Causal-JEPA: Learning World Models through Object-Level Latent Interventions
- URL: http://arxiv.org/abs/2602.11389v1
- Date: Wed, 11 Feb 2026 21:47:26 GMT
- Title: Causal-JEPA: Learning World Models through Object-Level Latent Interventions
- Authors: Heejeong Nam, Quentin Le Lidec, Lucas Maes, Yann LeCun, Randall Balestriero,
- Abstract summary: C-JEPA is a simple and flexible object-centric world model that extends masked joint embedding prediction from image patches to object-centric representations.<n>By applying object-level masking that requires an object's state to be inferred from other objects, C-JEPA induces latent interventions with counterfactual-like effects.

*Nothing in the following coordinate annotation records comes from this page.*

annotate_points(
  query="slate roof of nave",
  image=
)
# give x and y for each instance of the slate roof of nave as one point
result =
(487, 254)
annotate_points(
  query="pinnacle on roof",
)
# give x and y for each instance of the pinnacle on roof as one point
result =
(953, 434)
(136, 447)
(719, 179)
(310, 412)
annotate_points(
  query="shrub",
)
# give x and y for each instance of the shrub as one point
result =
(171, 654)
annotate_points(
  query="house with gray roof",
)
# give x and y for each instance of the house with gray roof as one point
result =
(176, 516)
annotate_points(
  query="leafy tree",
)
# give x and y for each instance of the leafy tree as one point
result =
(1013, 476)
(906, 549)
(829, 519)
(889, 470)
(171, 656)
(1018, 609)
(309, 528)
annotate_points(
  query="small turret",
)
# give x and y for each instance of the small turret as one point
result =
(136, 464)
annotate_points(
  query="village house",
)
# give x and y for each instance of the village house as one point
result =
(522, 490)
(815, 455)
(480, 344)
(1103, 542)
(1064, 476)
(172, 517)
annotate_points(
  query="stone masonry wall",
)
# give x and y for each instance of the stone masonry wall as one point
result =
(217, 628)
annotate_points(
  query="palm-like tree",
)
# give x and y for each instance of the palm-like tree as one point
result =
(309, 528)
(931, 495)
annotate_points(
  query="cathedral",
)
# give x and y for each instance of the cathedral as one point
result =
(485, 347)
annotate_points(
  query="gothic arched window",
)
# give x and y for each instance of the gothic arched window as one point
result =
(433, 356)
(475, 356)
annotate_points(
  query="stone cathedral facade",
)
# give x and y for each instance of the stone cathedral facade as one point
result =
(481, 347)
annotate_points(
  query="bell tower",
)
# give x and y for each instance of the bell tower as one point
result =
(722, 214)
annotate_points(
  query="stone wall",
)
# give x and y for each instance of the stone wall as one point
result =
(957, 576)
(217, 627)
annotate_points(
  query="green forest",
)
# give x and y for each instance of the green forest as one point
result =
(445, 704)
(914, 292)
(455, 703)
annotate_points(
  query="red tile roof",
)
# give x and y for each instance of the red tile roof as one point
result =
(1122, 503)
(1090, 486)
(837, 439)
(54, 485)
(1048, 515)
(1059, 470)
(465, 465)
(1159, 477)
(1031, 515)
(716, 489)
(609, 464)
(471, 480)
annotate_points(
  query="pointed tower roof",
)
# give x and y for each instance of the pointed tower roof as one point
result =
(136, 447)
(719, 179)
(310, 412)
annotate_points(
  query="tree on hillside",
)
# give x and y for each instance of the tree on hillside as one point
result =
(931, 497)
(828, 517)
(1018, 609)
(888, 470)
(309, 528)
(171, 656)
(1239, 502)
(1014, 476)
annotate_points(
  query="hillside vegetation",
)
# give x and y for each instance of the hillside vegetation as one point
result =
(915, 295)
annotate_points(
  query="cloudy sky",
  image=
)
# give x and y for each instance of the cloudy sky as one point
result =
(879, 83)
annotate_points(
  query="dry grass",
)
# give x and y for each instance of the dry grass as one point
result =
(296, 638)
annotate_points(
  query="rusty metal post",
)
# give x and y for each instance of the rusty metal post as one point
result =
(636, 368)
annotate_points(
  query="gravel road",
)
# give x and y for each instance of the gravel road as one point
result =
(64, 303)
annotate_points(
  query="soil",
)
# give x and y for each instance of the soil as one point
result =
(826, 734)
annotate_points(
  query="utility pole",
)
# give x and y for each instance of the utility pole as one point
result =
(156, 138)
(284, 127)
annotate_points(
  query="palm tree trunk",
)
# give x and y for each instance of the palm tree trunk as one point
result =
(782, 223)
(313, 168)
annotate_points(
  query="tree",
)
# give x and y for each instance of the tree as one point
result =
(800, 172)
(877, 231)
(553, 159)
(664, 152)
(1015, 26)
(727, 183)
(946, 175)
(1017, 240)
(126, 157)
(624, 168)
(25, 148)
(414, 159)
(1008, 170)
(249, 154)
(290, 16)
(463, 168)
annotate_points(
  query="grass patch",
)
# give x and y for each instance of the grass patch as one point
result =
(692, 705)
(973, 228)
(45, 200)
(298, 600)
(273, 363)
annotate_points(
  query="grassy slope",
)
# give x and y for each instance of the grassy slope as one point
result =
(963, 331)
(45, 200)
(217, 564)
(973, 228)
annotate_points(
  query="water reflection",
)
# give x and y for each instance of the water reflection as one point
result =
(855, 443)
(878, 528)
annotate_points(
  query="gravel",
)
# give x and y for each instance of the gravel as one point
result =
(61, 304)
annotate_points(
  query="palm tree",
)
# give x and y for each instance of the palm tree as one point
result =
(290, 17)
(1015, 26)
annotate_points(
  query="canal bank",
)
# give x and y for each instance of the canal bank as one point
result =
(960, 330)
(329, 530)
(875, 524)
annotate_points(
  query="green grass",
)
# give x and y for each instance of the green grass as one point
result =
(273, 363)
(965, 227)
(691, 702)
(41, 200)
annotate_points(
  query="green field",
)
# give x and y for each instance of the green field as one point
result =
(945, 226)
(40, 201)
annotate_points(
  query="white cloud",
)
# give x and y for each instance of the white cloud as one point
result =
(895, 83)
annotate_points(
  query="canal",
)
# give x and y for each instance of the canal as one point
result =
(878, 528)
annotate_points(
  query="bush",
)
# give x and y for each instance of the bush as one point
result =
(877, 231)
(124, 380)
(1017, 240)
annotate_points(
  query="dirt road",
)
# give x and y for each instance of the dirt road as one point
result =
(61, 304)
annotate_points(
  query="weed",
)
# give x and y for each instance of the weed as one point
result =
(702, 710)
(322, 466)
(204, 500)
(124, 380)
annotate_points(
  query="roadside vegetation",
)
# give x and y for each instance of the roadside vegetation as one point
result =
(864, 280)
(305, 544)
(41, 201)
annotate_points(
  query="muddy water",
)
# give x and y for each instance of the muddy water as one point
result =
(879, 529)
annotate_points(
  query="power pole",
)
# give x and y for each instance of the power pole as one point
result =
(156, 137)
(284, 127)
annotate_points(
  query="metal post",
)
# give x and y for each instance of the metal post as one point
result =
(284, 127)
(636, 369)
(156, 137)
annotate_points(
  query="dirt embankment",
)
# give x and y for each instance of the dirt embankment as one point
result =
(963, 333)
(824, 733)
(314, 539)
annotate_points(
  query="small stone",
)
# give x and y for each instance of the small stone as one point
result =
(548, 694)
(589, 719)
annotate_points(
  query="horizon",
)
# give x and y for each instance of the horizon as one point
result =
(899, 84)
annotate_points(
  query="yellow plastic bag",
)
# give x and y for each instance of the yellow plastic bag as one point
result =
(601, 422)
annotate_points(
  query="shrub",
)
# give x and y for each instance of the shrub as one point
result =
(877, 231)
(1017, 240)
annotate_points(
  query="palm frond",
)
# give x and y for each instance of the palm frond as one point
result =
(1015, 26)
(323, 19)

- Score: 46.562961546550895
- License: http://creativecommons.org/licenses/by/4.0/
- Abstract: World models require robust relational understanding to support prediction, reasoning, and control. While object-centric representations provide a useful abstraction, they are not sufficient to capture interaction-dependent dynamics. We therefore propose C-JEPA, a simple and flexible object-centric world model that extends masked joint embedding prediction from image patches to object-centric representations. By applying object-level masking that requires an object's state to be inferred from other objects, C-JEPA induces latent interventions with counterfactual-like effects and prevents shortcut solutions, making interaction reasoning essential. Empirically, C-JEPA leads to consistent gains in visual question answering, with an absolute improvement of about 20\% in counterfactual reasoning compared to the same architecture without object-level masking. On agent control tasks, C-JEPA enables substantially more efficient planning by using only 1\% of the total latent input features required by patch-based world models, while achieving comparable performance. Finally, we provide a formal analysis demonstrating that object-level masking induces a causal inductive bias via latent interventions. Our code is available at https://github.com/galilai-group/cjepa.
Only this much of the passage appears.